The girls 1,600-meter invitational race at the Florida State Relays last weekend was a gathering of the top prep distance runners in the state.
Defending state champion cross country runners and past state medalists in the mile took their shot at one of the best in the country — nine-time Louisiana state 1,600 champion Gabrielle Jennings.
Everything went according to plan with Jennings reaching the top of the podium.
Fort Myers’ Kristlin Gear, one of the least-decorated runners in the field, turned in a quick final 100 meters to move from sixth place to less than 0.2 seconds from besting Jennings at the finish line.
The sophomore, who posted a personal best 4:59.71, displayed the type of kick that should put her in the conversation of contenders in Class 3A at the FHSAA championships next month in Jacksonville.
“She’s a gutsy kid who has enough speed to outrun people when it comes down to it,” former Fort Myers track coach and now Island Coast athletic director Kelly Heinzman-Britton said. “I think with more and more training she’ll have even more left in the tank in races than (at FSU). She could end up being the next great miler at Fort Myers.”
This was an unexpected, gigantic step forward for Gear, who is relatively new to the mile and recently notched her personal best 5:10.04 in the event the previous weekend at the Lee County Athletic Conference meet.
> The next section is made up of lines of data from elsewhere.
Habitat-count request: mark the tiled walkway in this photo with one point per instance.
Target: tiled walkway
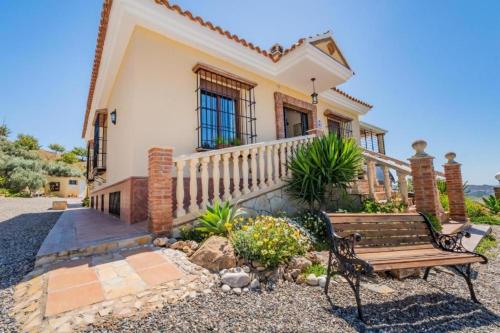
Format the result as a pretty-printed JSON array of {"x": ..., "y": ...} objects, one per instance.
[
  {"x": 82, "y": 228},
  {"x": 64, "y": 296},
  {"x": 83, "y": 282}
]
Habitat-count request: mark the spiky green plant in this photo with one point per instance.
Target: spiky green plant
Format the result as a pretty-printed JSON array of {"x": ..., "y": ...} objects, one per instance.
[
  {"x": 327, "y": 163},
  {"x": 219, "y": 219},
  {"x": 492, "y": 203}
]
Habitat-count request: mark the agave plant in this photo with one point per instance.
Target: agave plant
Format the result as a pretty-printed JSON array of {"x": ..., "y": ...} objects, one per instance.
[
  {"x": 328, "y": 163},
  {"x": 219, "y": 219},
  {"x": 492, "y": 203}
]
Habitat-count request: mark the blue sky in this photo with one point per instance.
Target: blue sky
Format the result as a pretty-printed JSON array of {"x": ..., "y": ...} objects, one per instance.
[{"x": 430, "y": 68}]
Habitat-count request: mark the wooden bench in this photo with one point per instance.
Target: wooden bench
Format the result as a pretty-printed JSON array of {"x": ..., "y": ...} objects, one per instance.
[{"x": 367, "y": 243}]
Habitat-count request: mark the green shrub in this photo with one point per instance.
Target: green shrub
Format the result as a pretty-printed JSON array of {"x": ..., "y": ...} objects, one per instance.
[
  {"x": 313, "y": 224},
  {"x": 493, "y": 204},
  {"x": 487, "y": 243},
  {"x": 372, "y": 206},
  {"x": 443, "y": 198},
  {"x": 219, "y": 219},
  {"x": 435, "y": 223},
  {"x": 316, "y": 269},
  {"x": 191, "y": 233},
  {"x": 475, "y": 209},
  {"x": 270, "y": 240},
  {"x": 486, "y": 219},
  {"x": 318, "y": 168}
]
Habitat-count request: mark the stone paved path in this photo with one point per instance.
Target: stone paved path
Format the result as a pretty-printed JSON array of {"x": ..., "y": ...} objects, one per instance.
[{"x": 69, "y": 294}]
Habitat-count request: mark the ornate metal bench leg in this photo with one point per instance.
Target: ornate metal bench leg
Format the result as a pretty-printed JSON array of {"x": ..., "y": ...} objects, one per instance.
[
  {"x": 426, "y": 274},
  {"x": 465, "y": 271},
  {"x": 329, "y": 272}
]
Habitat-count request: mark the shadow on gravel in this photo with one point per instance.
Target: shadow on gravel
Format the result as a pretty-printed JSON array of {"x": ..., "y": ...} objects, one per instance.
[
  {"x": 435, "y": 312},
  {"x": 20, "y": 240}
]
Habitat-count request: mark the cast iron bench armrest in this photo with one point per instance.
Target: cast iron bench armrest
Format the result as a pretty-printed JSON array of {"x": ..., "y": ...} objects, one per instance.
[{"x": 451, "y": 242}]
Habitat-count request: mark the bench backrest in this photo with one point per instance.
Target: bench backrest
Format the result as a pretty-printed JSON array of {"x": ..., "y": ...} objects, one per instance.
[{"x": 383, "y": 230}]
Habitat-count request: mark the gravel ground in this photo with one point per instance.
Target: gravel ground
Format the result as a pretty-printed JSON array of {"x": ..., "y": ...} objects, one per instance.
[
  {"x": 24, "y": 224},
  {"x": 440, "y": 305}
]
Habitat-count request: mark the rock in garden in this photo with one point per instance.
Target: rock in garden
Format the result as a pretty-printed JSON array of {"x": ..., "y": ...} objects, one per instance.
[
  {"x": 160, "y": 241},
  {"x": 255, "y": 284},
  {"x": 215, "y": 254},
  {"x": 322, "y": 281},
  {"x": 236, "y": 280},
  {"x": 299, "y": 262},
  {"x": 312, "y": 280}
]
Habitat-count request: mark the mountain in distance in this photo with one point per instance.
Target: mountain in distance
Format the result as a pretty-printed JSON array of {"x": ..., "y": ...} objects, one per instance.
[{"x": 478, "y": 191}]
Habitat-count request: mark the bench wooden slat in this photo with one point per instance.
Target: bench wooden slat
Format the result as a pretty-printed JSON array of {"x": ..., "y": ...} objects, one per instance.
[
  {"x": 402, "y": 247},
  {"x": 370, "y": 218},
  {"x": 429, "y": 263}
]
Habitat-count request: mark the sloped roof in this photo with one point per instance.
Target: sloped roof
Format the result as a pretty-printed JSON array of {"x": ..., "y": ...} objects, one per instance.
[{"x": 101, "y": 36}]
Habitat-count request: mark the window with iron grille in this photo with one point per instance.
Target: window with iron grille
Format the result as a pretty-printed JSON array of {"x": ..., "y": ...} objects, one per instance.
[
  {"x": 100, "y": 142},
  {"x": 114, "y": 203},
  {"x": 225, "y": 109},
  {"x": 340, "y": 126}
]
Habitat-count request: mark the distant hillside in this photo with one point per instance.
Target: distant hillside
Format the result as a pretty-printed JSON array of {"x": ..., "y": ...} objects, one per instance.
[{"x": 478, "y": 191}]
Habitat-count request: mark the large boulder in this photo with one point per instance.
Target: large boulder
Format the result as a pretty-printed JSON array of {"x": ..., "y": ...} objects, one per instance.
[{"x": 215, "y": 254}]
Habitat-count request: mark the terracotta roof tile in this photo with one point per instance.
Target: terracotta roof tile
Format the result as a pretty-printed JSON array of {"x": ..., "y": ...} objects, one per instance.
[
  {"x": 354, "y": 99},
  {"x": 106, "y": 10}
]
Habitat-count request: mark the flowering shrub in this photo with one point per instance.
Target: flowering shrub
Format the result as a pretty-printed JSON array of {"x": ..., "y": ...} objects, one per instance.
[
  {"x": 270, "y": 240},
  {"x": 314, "y": 225}
]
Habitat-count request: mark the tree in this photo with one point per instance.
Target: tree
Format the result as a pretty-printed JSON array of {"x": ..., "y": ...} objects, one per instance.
[
  {"x": 59, "y": 169},
  {"x": 57, "y": 148},
  {"x": 4, "y": 131},
  {"x": 80, "y": 152},
  {"x": 69, "y": 158},
  {"x": 28, "y": 142}
]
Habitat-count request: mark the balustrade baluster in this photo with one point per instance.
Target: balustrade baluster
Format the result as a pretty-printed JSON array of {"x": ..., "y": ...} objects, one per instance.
[
  {"x": 244, "y": 170},
  {"x": 269, "y": 169},
  {"x": 253, "y": 167},
  {"x": 236, "y": 174},
  {"x": 216, "y": 177},
  {"x": 226, "y": 177},
  {"x": 193, "y": 186},
  {"x": 204, "y": 182},
  {"x": 179, "y": 191}
]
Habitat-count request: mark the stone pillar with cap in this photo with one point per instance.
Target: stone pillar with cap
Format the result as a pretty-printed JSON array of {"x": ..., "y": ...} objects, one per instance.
[
  {"x": 424, "y": 182},
  {"x": 497, "y": 188},
  {"x": 455, "y": 189}
]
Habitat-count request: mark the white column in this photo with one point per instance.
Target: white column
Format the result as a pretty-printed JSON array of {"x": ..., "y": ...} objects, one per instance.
[
  {"x": 236, "y": 174},
  {"x": 204, "y": 182},
  {"x": 244, "y": 170},
  {"x": 253, "y": 167},
  {"x": 371, "y": 178},
  {"x": 387, "y": 183},
  {"x": 283, "y": 160},
  {"x": 403, "y": 187},
  {"x": 262, "y": 168},
  {"x": 289, "y": 147},
  {"x": 269, "y": 168},
  {"x": 276, "y": 163},
  {"x": 216, "y": 177},
  {"x": 179, "y": 191},
  {"x": 193, "y": 186},
  {"x": 226, "y": 177}
]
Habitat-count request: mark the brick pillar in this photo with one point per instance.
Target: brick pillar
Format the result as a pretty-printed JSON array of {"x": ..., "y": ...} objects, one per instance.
[
  {"x": 424, "y": 182},
  {"x": 497, "y": 188},
  {"x": 455, "y": 189},
  {"x": 160, "y": 210}
]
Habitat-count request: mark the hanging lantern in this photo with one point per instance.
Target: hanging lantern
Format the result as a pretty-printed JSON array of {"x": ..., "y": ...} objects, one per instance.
[{"x": 314, "y": 95}]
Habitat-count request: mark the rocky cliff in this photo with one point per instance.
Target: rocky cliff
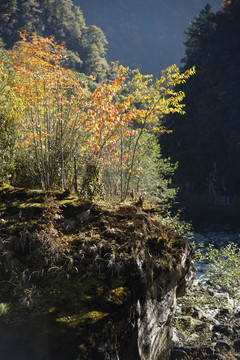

How is it that a converted pole vaulter pushed Louisiana’s record holder for total state crowns in cross country, indoor and outdoor — Jennings, a junior at Slidell First Baptist Christian School, owns 32 and counting — to the brink?
“It’s really hard to explain,” said Gear, who won her first three individual county titles in the pole vault, 800 and 1,600 this season.
Gear started off following in the footsteps of her sister, Anna, who vaulted at Fort Myers, and dabbled in the 400 as a favor to her grandfather, a former distance runner.
Heinzman-Britton had a different plan for her.
“You have to be under a minute to be great in the 400,” she said. “From workouts you saw she didn’t have that, but I knew with some endurance training, with her pure strength she had what it took to run the 800 and would probably, more so, end up in the mile.”
Still relatively new to the event, Gear has shown a willingness to learn all she can in practice.
“You almost have hold her back and say ‘that’s it for today,'” first-year Fort Myers distance coach Rob Strong said. “That’s the general consensus of this whole team. They want to do whatever it takes to get better.”
The FSU Relays provided her the opportunity to see exactly how much progress she’s made.
Gear hung with the front of the pack as long she could during the first lap before slowing down to a more comfortable pace. As the last lap approached, she sensed some movement in the pack.
Winter Park’s Rafaella Gibbons, the defending 4A cross country champion, started to make a move toward the front and Gear went with her.
“I felt a lot more aware in this race. So when people came up near me I tried to push ahead with them,” Gear said.
As she does every race, Gear was forced to ask herself the tough question of whether she had enough energy to make a real run at the leaders, who were 25 meters ahead of her with 300 meters to go.
The answer was simple.
“I always hope I have enough left in the end, but, for some reason, I felt really good,” Gear said. “When I’m in the last 100 or 150 I try to push as hard as I can and hope it gets me first (place).”
Strong was in the infield on his way to the finish line thinking Gear would certainly set a new personal record and possibly secure a top-5 finish in a pretty impressive field. And then he heard it.
“You just hear the roar of the crowd and see her coming on the outside,” Strong said.
Gear left Gibbons in the dust and burned Boca Raton Pine Crest’s Julia Montgomery, who sat in third after leading most of the race, and then blew past Evangelical Christian standout Sara Candiano down the stretch. She had her sights set on Jennings, but ran out of real estate and came up short as Jennings leaned over the finish line.
Gear still struggles to find the words to describe the kick even after watching the film over and over.
“It felt really powerful,” Gear said. “I was expecting to be a little more tired because the last few years I haven’t had as much competition. So I wanted to go out and push harder than I usually do.
“If I went into the race thinking I was going to be behind all those people, I wouldn’t have run the time I did. I went in trying to think positive and trying to do my best. I think that helped.”